De injuria sua propria absque tali causa has been and is still frequently used in personal injury law although rarely with reference to the Latin phrase. In reference to modern tort or personal law, it is certainly not unusual that after a defendant through a lawyer, or directly, sets up a defense/defence deferring to either a justification or some contributory action or omission by the plaintiff who thereafter unfairly seeks to hold the defendant responsible for damages. The plaintiff replies de injuria sua propria absque tali causa, "I don't think so" or "nice try" in common language.

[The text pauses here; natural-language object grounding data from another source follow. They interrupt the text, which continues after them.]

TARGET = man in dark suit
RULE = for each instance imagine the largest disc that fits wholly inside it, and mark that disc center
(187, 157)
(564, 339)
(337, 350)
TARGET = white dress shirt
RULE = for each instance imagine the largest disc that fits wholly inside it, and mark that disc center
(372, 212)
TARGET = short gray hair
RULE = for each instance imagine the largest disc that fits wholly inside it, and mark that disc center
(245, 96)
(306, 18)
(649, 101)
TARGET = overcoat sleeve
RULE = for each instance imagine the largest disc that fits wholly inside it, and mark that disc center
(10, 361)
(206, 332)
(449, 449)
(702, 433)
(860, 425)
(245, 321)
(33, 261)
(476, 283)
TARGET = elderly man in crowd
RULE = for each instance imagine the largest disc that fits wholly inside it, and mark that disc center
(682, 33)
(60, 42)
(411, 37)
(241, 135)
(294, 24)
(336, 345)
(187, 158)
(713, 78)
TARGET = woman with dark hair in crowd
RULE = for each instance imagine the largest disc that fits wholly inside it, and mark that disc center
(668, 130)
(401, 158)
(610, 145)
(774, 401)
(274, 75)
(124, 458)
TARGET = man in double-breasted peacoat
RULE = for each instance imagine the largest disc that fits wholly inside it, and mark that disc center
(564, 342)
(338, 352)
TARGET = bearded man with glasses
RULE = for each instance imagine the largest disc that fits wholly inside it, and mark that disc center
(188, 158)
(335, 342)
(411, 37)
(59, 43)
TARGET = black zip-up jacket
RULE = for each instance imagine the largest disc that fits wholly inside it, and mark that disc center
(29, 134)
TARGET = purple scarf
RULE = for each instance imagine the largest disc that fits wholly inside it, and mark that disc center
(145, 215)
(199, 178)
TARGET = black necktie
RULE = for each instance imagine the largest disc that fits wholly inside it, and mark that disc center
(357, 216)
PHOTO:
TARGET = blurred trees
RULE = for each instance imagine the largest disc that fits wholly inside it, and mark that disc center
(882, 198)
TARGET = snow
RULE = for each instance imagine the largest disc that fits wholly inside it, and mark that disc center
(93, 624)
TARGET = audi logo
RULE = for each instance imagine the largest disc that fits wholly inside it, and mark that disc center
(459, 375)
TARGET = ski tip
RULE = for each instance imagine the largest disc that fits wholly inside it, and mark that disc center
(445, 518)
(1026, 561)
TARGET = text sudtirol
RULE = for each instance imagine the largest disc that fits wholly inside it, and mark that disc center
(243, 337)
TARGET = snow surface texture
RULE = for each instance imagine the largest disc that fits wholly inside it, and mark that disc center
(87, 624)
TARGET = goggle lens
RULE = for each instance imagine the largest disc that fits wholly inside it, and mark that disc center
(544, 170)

Thus, a defence/defense to a defence/defense.

Justice of the United States Supreme Court, in Erskine v Hohn, described the Latin phrase as follows:

"... that the defendant committed the several trespasses mentioned in the declaration of his own wrong, and without the cause alleged by him."

In an 1863 edition of the American Law Register, this comment on the subject of Notes Upon the Traverse De Injuria:

"... the ancient pleaders invented the traverse de injuria sua propria absque tali causa, as it was called, which, in cases to which it was applicable, had the effect of throwing upon the defendant the necessity of proving all the material allegations in his plea, just as the issue non assumpsit threw upon the plaintiff the burden of proving all the allegations in his declaration."

In Janson v Brown, de injuria sua propria absque tali causa was successfully used by the plaintiff, the dead dog's owner, a Mr. Janson.

Refererences:

  • Janson v Brown, 170 ER 869 (about 1800)
  • NOTE 1: Erskine v. Hohnbach, 81 U.S. 613 (1871)
  • Notes upon the Traverse de Injuria , 11 Am. L. Reg. 577 (November 1862 to November 1863)
  • Tayler, Thomas, The Law Glossary (London: Lewis & Blood, 1856), page 118.